Saat ini, KPK juga bekerja sama dengan Badan Pemeriksa Keuangan (BPK) untuk memastikan total kerugian negara secara resmi.


Sorotan DPR: Pansus Angket Haji Bongkar Kejanggalan


Tak hanya KPK, Panitia Khusus (Pansus) Angket Haji DPR RI juga menemukan kejanggalan besar dalam distribusi kuota haji 2024.


Fokus utamanya adalah kebijakan Kementerian Agama yang membagi kuota tambahan 20.000 jamaah dengan komposisi 50:50 untuk haji reguler dan haji khusus.


Pembagian ini dianggap menyalahi aturan. Berdasarkan UU No. 8 Tahun 2019, kuota haji khusus seharusnya hanya 8 persen, sementara haji reguler mendapat 92 persen. 


Dengan kata lain, kebijakan Kemenag dianggap menyimpang dari dasar hukum yang berlaku.

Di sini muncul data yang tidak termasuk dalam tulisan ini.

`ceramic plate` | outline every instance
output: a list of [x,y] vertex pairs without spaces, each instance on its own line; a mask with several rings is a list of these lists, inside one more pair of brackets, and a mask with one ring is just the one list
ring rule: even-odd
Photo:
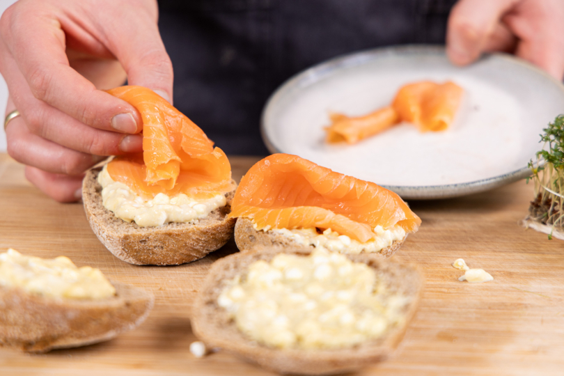
[[[420,133],[401,124],[356,145],[324,141],[329,111],[372,112],[402,85],[425,79],[452,80],[465,91],[448,130]],[[522,60],[496,54],[459,68],[444,47],[407,46],[338,57],[295,76],[269,100],[262,132],[272,152],[299,155],[404,198],[440,198],[528,175],[539,134],[562,112],[562,84]]]

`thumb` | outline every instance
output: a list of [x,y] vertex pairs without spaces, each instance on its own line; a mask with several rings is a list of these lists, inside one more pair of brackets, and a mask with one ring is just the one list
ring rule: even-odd
[[128,84],[150,88],[172,104],[172,63],[156,19],[148,14],[127,19],[127,24],[113,26],[119,37],[112,52],[125,70]]
[[500,19],[516,2],[460,0],[451,12],[446,30],[446,54],[451,61],[464,65],[479,58]]

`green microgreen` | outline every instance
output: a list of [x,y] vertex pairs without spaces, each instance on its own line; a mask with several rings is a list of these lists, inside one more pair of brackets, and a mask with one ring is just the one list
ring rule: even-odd
[[[542,150],[535,154],[536,160],[528,163],[535,182],[537,199],[530,210],[533,219],[554,228],[564,229],[564,115],[558,115],[554,121],[543,130],[540,141]],[[549,238],[552,237],[549,235]]]

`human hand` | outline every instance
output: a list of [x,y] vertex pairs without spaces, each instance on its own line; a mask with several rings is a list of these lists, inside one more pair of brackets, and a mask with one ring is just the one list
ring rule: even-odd
[[139,112],[102,89],[127,77],[172,98],[157,19],[155,0],[20,0],[2,15],[6,113],[21,113],[6,127],[8,152],[47,195],[77,201],[102,156],[141,151]]
[[448,18],[446,52],[457,65],[482,52],[514,53],[562,80],[564,1],[459,0]]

Rasa Kecewa dan Tuntutan Transparansi


Kasus ini memicu reaksi keras masyarakat, terutama calon jamaah haji yang merasakan dampak langsung dari keterbatasan kuota.

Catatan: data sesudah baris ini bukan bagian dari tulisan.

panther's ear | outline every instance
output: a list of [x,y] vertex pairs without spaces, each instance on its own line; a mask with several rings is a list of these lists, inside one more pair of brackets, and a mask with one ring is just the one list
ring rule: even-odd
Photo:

Di media sosial, banyak warganet melontarkan kritik soal lemahnya pengawasan negara dalam urusan yang sangat sensitif ini.


Beberapa netizen menilai bahwa skandal ini mencoreng nilai spiritual ibadah haji.


“Kalau ibadah suci saja bisa dijadikan lahan korupsi, bagaimana dengan urusan lain?” tulis salah satu komentar yang viral di X (Twitter).


Di sisi lain, pakar hukum tata negara juga menekankan pentingnya pengawasan lintas lembaga agar kasus ini tidak berhenti pada level biro perjalanan, melainkan mengungkap siapa aktor besar di balik kebijakan kuota.


Skandal kuota haji 2023–2024 berpotensi menjadi preseden besar dalam tata kelola ibadah haji di Indonesia.


Transparansi dan akuntabilitas di sektor keagamaan semakin dituntut setelah muncul bukti dugaan permainan yang merugikan jamaah sekaligus negara.


Jika KPK mampu menuntaskan kasus ini hingga ke akar, hal ini bisa menjadi momentum reformasi besar-besaran dalam penyelenggaraan haji.


Namun, jika penyidikan mandek, publik dikhawatirkan akan semakin kehilangan kepercayaan pada institusi yang mengelola ibadah terbesar umat Islam.


Ke depan, publik berharap KPK tidak hanya menjerat pelaku dari biro perjalanan dan asosiasi, tetapi juga menyingkap peran pejabat tinggi yang berwenang dalam pembagian kuota.


Karena bagi masyarakat, haji bukan sekadar perjalanan spiritual, melainkan juga simbol keadilan dan integritas negara.